The first is her nearly palpable horror of saying anything about anything; or, rather, of saying anything remotely definitive about anything remotely difficult. Much like a cad who is furiously figuring out how to dump a woman he is still seducing, Mrs. Clinton frequently seems to be retracting statements she is still making. If, for instance, you ask her how she would have voted on the North American Free Trade Agreement, she will express support for free trade and concern about its ramifications for the environment and labor standards, but leave off the bit at the end, about how she would have voted. If you ask her what should become of Elián González, the little Cuban boy now in Florida, she will express the need to balance his dead mother’s desire that he be free with his surviving father’s desire that he come home; no word on how she would achieve that balance. Asked how she would have voted on the Defense of Marriage Act, which pre-emptively prohibited gay marriage, she said that she would have voted for it … but not because she actually was for it; but because it was going to pass, anyway. And so on.
The second troublesome characteristic is a stubborn refusal to acknowledge, let alone illuminate, how her thinking has changed on a variety of important matters. On a number of issues, from the advisability of a Palestinian state to that of welfare reform circa 1996, Mrs. Clinton has accrued a record of opinions that could conceivably represent either the crooked skating of a rank political opportunist, or the understandably tentative progress of a thinking person facing daunting questions over a period of years. But she seems hell-bent against helping the public to determine which of these she is; or in what proportions she might fairly be considered a bit of both. Here is where the current business about parental notification fits right in. According to Ms. Conlin’s account of their October conversation on the matter, Mrs. Clinton knows perfectly well that she is not today where she used to be. “She definitely did lay out a concern where older men would take young girls [for abortions in Arkansas], and it was not clear that [the girls] were consenting,” said Ms. Conlin. “We really did take great pains to explain New York law on informed consent.” So in private, Mrs. Clinton acknowledged having changed her point of view on a relatively fine point of policy, on the grounds that she did not consider the circumstances that she found relevant in Arkansas to be relevant in New York. Fine. Why, then, in public, did she deny having changed at all?
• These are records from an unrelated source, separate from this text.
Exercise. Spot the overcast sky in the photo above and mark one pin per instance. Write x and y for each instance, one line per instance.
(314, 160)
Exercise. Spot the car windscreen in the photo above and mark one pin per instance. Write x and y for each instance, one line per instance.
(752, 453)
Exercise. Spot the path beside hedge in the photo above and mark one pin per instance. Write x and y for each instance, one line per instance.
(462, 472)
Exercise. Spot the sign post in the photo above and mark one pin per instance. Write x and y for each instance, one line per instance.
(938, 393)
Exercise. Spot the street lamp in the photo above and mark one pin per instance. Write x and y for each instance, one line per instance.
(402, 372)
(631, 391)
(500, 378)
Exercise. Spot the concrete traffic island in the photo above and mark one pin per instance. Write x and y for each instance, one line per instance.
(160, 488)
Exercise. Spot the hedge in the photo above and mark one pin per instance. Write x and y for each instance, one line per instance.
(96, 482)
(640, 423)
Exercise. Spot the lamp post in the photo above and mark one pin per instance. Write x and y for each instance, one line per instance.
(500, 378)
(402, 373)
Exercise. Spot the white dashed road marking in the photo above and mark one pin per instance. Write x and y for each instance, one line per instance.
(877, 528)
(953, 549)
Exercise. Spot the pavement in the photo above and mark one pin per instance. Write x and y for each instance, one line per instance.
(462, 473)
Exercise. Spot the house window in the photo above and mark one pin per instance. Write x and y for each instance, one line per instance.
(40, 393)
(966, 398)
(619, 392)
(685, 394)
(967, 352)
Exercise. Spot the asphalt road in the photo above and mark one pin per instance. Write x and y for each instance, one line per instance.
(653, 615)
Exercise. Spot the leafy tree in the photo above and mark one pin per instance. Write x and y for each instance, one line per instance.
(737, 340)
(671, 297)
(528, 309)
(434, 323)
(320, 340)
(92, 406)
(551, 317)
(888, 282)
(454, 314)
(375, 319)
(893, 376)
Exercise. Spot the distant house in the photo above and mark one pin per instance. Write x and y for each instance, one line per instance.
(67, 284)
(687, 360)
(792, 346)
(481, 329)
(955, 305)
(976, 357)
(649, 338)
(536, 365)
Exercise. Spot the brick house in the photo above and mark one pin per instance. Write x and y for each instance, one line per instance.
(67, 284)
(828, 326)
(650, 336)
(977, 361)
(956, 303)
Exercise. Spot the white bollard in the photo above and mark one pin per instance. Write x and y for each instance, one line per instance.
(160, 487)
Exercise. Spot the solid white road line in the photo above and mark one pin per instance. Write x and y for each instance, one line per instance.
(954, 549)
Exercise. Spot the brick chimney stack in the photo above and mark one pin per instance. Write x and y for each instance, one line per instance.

The answer to that is obvious: In every single thing that she says or does, Mrs. Clinton may be facing the most intense, least forgiving scrutiny ever known to a political candidate. She can certainly be forgiven for fearing that if, on this or any other complex question, she gave the public the same type of real-or at least attempted-answer that she apparently gave Ms. Conlin, she might come across as a carpetbagger, a flip-flopper, an opportunist.
Nonetheless, it is high time for her to start fearing something else, something much more legitimate. If she keeps on failing to give the public reasoned answers about who she really is and what she really thinks, on all kinds of matters, she will come across as a faker, through and through.
And, what’s worse, she will, in fact, be one.